When my wife was a child, she used to see a pediatrician by the name of Dr. Heilig. When she was sick she would always feel better as soon as she saw him. His reassuring presence was very real. How many times have you held a crying baby and the baby stops crying? The healing power of presence - it changes others and changes us for the better.
This brings me to an issue of dental ethics. Recently the MDA received an email from an insurance company inquiring about the recommended policy regarding 24-hour coverage for our patients. Apparently a number of practices are not providing adequate coverage in case of dental emergencies. In these cases, the patient seeking after-hours emergency care receives voicemail instructions to either call 911 or go to the nearest emergency room. Section 4.B. of the ADA’s Principles of Ethics and Code of Professional Conduct states that “dentists shall be obliged to make reasonable arrangements for the emergency care of their patients of record.” For those patients not of record, they need also “to make reasonable arrangements” or if they treat them, they need to get them back to their regular dentists unless the patients prefer otherwise. Consciously sending one of your patients to an emergency room is generally not considered reasonable.
As the dental community, we need to demonstrate a presence to our patients. We need to make it clear that we are here for them 24/7 and not when it’s convenient or profitable. For heaven’s sake, the emergency rooms are packed! They certainly don’t need our emergencies.
We are in the relationship business. We build relationships. That is what we do. Of course, the doctor-patient relationship is important and should be respected: confidentiality, non-maleficence, beneficence, justice, veracity, all those virtuous things in our Code.
This doctor-patient relationship is what we base our careers upon. But it, of course, involves an overlay of power. The doctor possesses an expertise that the patient needs, and therefore the doctor possesses the power of that knowledge and particular skill. However, true spiritual relationships between people do not involve a chain of command, a hierarchy, a power of one over another, where rules and enforcement of those rules exist. True relationships are a circle, not a chain where people are totally dependent upon one another - a circle of love, respect, and serving.†
I was driving home from work the other day and approached the stoplight at a busy intersection. There were two left turn lanes — the far left one had no cars at all, and the other one was bumper-to-bumper with probably a dozen cars. I found that odd. And then it became obvious to me why. There stood a homeless person in ragged clothes at the corner with a cardboard sign, and no one wanted to pull alongside her.
Yes, relationships of power of one person over another abound in our society.

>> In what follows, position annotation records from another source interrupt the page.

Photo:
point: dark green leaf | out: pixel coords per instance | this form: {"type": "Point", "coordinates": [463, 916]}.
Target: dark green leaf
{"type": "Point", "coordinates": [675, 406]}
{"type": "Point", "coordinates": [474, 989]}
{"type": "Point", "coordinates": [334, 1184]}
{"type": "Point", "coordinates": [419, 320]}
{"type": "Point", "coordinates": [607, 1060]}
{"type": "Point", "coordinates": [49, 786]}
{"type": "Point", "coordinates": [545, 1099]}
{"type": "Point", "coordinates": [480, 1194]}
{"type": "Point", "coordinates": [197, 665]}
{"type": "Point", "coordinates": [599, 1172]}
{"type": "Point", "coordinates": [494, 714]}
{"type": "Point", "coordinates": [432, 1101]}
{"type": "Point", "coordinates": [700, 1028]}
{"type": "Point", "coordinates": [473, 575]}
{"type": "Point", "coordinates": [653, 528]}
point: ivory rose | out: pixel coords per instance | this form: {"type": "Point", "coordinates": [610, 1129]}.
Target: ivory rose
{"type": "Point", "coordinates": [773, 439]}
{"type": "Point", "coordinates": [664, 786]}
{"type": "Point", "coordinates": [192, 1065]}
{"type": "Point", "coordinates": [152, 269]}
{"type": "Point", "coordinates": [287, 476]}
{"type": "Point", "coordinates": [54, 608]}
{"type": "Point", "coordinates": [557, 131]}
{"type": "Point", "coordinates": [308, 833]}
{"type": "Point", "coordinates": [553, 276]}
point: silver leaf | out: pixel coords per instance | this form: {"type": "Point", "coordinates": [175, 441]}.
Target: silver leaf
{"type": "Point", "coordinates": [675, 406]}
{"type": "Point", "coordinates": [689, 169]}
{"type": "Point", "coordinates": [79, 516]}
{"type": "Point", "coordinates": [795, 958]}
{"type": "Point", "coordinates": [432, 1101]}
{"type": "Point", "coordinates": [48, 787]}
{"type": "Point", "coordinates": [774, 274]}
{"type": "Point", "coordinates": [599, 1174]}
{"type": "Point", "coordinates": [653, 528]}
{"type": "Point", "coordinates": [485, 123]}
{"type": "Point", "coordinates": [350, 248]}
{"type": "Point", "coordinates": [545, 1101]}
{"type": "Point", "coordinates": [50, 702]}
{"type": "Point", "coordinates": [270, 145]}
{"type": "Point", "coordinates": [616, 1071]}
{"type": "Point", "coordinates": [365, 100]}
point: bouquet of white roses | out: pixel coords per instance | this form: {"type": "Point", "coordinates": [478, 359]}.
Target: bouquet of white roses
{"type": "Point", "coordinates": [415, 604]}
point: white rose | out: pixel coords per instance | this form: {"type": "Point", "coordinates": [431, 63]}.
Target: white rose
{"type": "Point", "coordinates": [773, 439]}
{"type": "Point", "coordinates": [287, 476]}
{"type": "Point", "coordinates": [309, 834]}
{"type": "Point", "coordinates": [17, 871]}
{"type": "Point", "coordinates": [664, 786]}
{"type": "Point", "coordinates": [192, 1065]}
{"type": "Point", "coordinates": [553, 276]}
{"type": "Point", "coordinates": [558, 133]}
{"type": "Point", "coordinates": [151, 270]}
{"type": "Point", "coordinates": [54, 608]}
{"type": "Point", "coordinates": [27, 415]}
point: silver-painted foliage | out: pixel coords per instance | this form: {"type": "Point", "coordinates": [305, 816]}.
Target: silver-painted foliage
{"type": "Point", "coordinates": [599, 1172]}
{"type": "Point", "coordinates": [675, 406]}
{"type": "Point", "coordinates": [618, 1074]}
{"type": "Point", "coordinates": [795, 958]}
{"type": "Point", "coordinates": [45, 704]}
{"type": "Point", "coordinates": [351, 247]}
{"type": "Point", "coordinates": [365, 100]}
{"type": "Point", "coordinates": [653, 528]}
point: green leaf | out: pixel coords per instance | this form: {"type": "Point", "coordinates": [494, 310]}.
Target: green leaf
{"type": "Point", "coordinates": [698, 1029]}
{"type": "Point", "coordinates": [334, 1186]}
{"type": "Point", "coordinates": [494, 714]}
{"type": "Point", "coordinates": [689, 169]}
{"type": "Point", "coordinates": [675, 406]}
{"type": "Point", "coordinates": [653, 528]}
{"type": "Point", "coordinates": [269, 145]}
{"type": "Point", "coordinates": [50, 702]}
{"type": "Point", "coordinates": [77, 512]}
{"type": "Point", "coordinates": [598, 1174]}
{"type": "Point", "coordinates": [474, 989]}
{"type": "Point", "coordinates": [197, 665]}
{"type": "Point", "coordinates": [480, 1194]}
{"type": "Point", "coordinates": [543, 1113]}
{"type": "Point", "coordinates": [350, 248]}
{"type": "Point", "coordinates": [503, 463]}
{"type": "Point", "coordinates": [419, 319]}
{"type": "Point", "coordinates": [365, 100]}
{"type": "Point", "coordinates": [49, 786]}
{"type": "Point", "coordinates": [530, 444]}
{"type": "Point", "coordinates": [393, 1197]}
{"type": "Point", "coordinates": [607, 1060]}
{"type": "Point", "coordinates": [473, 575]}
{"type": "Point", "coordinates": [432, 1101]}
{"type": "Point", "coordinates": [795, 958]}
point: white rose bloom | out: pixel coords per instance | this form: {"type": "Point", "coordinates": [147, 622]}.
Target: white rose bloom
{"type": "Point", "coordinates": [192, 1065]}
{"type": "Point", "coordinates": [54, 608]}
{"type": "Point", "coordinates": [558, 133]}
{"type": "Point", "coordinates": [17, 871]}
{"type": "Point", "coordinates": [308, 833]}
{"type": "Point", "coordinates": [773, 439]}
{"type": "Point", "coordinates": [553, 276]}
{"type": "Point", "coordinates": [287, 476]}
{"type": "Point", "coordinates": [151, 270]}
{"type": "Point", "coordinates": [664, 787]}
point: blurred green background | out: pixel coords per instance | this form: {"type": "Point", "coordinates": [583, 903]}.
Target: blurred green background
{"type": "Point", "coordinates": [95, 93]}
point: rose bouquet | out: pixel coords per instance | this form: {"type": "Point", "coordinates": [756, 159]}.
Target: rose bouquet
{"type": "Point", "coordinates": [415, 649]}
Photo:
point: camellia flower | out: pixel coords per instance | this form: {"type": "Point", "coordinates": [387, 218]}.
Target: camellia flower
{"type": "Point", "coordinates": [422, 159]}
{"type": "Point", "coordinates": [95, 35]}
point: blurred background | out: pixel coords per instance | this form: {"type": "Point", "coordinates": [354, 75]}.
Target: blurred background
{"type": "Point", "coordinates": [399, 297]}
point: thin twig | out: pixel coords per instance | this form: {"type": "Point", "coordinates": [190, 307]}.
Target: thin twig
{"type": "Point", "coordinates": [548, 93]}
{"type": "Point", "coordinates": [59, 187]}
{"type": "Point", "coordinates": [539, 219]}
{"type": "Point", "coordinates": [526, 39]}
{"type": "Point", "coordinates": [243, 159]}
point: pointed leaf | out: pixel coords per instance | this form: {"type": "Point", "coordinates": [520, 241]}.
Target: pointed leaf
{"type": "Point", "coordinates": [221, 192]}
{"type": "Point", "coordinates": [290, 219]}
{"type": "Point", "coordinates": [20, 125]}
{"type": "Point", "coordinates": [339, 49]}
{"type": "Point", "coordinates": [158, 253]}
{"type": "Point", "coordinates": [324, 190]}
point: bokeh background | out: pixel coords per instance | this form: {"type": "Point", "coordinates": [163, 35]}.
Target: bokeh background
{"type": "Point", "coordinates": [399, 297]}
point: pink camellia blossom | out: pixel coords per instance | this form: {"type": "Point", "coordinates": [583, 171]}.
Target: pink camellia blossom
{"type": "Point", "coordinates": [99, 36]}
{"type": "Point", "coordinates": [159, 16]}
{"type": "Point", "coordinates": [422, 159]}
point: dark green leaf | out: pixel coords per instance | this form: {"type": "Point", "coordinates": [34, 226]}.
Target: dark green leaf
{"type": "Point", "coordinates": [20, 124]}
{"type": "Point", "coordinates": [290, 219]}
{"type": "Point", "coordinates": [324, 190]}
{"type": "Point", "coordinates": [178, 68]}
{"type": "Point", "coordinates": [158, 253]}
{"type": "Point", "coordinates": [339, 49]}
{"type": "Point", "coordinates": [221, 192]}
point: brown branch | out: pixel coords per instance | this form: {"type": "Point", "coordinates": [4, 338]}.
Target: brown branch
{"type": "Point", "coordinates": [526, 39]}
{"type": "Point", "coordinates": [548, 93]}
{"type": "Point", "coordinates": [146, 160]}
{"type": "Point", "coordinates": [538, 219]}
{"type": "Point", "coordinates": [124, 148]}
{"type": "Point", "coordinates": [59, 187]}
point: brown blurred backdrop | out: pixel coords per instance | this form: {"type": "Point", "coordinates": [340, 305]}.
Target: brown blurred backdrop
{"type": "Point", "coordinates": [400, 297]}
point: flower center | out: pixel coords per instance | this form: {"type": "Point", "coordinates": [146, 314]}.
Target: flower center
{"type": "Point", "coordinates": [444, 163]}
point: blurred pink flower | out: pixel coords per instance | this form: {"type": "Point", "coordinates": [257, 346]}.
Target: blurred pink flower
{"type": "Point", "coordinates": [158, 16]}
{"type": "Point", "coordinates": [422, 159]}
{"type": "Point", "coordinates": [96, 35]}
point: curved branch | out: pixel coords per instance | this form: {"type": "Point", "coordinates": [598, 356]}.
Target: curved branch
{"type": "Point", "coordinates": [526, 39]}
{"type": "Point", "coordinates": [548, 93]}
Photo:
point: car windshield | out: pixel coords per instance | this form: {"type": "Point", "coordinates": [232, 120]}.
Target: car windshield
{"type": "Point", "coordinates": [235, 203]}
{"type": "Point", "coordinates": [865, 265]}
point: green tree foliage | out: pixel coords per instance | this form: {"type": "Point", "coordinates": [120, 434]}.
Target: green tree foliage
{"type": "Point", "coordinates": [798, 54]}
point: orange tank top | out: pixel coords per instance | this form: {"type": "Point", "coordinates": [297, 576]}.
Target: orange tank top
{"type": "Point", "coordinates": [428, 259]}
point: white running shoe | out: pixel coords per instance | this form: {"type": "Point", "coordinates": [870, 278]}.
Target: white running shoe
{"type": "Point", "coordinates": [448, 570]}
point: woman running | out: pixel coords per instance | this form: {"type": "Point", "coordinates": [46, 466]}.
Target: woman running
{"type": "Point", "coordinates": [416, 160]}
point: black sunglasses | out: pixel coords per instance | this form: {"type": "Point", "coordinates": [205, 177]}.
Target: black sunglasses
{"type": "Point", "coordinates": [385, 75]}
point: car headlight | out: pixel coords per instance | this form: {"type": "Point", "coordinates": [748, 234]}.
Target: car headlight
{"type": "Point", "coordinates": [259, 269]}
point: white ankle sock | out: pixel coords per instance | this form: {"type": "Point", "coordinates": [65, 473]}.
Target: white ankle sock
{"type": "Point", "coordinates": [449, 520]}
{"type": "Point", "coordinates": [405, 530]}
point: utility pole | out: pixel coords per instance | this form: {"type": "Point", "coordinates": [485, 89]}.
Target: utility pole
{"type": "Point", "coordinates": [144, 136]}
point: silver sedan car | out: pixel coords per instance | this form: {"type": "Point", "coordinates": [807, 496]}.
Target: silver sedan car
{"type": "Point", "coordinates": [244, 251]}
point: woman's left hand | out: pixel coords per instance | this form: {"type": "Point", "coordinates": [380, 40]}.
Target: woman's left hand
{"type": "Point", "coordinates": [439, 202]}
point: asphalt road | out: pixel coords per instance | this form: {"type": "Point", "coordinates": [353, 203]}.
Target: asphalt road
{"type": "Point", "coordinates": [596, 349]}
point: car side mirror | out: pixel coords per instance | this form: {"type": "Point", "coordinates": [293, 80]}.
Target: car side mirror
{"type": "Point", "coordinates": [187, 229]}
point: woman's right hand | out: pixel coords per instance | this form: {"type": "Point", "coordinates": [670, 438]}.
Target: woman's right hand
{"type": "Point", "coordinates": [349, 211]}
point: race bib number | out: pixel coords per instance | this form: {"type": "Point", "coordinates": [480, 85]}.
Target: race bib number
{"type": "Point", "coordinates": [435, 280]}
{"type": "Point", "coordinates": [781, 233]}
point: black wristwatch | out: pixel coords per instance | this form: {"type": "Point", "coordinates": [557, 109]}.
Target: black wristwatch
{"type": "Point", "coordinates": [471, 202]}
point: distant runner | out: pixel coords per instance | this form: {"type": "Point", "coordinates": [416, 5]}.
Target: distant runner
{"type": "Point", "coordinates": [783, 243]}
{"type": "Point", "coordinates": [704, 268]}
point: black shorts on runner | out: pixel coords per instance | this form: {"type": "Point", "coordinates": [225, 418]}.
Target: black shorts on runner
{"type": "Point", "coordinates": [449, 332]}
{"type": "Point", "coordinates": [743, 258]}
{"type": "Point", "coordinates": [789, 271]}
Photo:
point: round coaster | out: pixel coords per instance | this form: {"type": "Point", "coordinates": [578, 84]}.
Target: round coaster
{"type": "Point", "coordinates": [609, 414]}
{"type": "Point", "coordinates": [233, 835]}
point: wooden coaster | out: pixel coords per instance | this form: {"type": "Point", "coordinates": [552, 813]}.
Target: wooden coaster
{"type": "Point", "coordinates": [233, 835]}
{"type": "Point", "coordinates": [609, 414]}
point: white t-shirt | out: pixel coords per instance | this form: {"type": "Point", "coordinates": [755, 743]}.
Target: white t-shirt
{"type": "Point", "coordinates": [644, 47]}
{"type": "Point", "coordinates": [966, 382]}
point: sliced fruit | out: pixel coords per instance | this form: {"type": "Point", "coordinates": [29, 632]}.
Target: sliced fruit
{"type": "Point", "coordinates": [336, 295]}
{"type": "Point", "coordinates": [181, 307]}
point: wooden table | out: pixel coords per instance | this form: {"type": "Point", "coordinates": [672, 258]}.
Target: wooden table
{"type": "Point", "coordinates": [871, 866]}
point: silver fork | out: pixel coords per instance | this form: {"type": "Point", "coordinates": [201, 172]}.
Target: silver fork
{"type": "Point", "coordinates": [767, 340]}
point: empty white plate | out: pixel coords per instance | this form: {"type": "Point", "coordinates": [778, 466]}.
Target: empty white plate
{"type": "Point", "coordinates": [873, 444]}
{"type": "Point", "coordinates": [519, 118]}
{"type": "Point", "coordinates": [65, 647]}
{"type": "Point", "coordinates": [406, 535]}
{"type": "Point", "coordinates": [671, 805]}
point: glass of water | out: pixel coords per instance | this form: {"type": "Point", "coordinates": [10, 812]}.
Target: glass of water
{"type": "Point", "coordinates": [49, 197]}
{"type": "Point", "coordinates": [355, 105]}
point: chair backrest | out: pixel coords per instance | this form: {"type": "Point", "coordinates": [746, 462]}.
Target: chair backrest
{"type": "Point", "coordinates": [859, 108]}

It is the matrix in which we live. However, to experience a true relationship, step out of the money mill and experience one in which there is complete inter-dependence.
Put yourself in the presence of someone who needs you, put your home phone number on your office phone message, and maybe pull into that far left lane.
*Dr. Churchill is Chair of the Minnesota Dental Association’s Committee on Ethics, Bylaws, and Constitution. He is a general dentist in private practice in Minneapolis, Minnesota.
** From The Power of Presence, by Debbie Hall. In This I Believe, The Personal Philosophies of Remarkable Men and Women. New York, New York: Holt Paperbacks, Henry Holt and Company, LLC, 2006, page 100.
†From The Shack, by William P. Young. Newbury Park, CA: Windblown Media, 2007.